In fact, the Jews were exiled from Israel when the Romans decided they couldn't remain there. They were spread across Northern Africa the Middle East. As they faced a large amount of persecution among these people they moved to across Southern Europe, finally coming to Eastern Europe where they lived for nearly one thousand years.
When Irving Roth explains how his family went from a respected part of the local community, to being pushed out of schools then marked for extermination, he makes it seem like a simple process. “They [the Nazis] began by organizing small little groups at first, something called the Einsatzgruppen. Their objective was very clear, to go into towns and cities and kill people; Jews.
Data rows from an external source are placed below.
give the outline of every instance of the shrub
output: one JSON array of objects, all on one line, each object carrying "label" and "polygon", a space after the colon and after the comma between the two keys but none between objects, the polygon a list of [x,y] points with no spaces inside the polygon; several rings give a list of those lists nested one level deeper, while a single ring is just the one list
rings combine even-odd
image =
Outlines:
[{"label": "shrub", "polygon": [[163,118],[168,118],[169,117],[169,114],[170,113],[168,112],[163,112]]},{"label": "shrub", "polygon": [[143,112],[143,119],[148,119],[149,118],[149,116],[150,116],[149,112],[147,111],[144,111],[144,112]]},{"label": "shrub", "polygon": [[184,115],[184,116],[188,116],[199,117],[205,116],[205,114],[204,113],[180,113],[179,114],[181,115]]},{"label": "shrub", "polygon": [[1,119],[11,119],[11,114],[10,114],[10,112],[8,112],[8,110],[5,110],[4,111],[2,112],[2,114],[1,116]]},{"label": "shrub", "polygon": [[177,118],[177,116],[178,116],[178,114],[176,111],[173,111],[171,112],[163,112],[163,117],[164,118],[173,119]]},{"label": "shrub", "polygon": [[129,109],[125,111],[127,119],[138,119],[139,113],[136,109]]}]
What they realized was that machine gunning was not a very cost effective way to do this.” Roth adds, “Also there were people [Einsatzgruppen Death Squad members] who had volunteered to do this and they became tired of this. After a while it becomes tiring to kill fish in a barrel.”
Before any of that came plans. In January of 1943, a number of powerful German men including scientists, doctors, military officials and members of the Nazi high command met in a large home in Wannsee, in Brandenburg. At this conference fifteen officials of the Nazi State met to discuss the issue of how to deal with the Jews of Europe.
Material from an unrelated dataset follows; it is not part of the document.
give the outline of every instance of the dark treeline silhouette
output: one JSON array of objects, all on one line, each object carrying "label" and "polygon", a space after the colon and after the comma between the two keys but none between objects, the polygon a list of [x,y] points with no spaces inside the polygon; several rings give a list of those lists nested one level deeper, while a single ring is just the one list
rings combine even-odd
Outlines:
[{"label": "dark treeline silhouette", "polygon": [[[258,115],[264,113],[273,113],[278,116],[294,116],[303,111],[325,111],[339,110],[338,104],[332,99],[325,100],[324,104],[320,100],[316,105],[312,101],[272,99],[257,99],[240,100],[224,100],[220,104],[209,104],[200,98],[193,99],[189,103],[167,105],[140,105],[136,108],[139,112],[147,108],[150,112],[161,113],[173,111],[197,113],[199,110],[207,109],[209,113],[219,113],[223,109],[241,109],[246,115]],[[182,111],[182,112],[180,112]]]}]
The conclusion they reached was that they would kill every last Jew across the whole of the continent. We all know the means they used. In the Warsaw City Center lived 350,000 Jews. Today there are less than five thousand remaining. There were 300 temples, today only one remains. Nazis made sure to destroy any trace of Jewry from the city.
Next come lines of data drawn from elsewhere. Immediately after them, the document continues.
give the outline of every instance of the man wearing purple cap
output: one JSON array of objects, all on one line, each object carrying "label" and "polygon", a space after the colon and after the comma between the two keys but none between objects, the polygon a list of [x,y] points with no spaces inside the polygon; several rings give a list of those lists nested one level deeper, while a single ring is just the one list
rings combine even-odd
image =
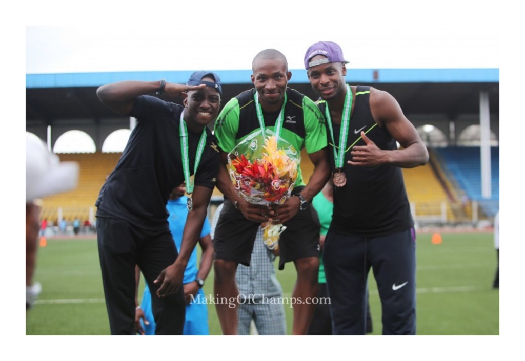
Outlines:
[{"label": "man wearing purple cap", "polygon": [[[155,92],[182,95],[184,105],[148,95]],[[151,291],[155,334],[182,334],[185,302],[181,285],[202,229],[220,161],[206,126],[218,113],[221,93],[218,76],[209,71],[192,73],[186,85],[163,79],[121,81],[97,91],[104,104],[138,121],[96,204],[112,335],[135,334],[135,265]],[[171,190],[184,182],[189,213],[177,256],[166,203]]]},{"label": "man wearing purple cap", "polygon": [[[416,332],[415,232],[401,168],[426,164],[428,153],[395,99],[350,86],[343,52],[320,41],[304,56],[322,99],[334,175],[333,216],[323,253],[335,335],[364,335],[371,268],[384,335]],[[402,148],[397,149],[396,142]]]}]

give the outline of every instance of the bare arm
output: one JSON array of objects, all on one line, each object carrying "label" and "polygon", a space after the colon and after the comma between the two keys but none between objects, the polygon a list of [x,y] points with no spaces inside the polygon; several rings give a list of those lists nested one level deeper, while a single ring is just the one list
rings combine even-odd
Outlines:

“How was this accepted by people? It’s hard to tell." He pointed at a girl in the room, "If I would tell you to kill her, you wouldn’t do it. But if I can change what she is in your mind. If you no longer see her as a beautiful young woman then you might....there was no logic, the step by step was to begin by the demonization, then to the separation [of Jew and non-Jew], then bullets and when that didn’t work well, mass gas chambers.” It was a step by step process.
Never again, is our mantra when remembering the Holocaust. But how do we make sure of this unless we look at how it was perpetrated? Roth puts it well, “We need to recognize the sign posts on the way to Aushwitz. We need to recognize the sign posts on the way to the Rwandan Genocide. There are signs along the way and when we come to the first sign post, we must do something about it.”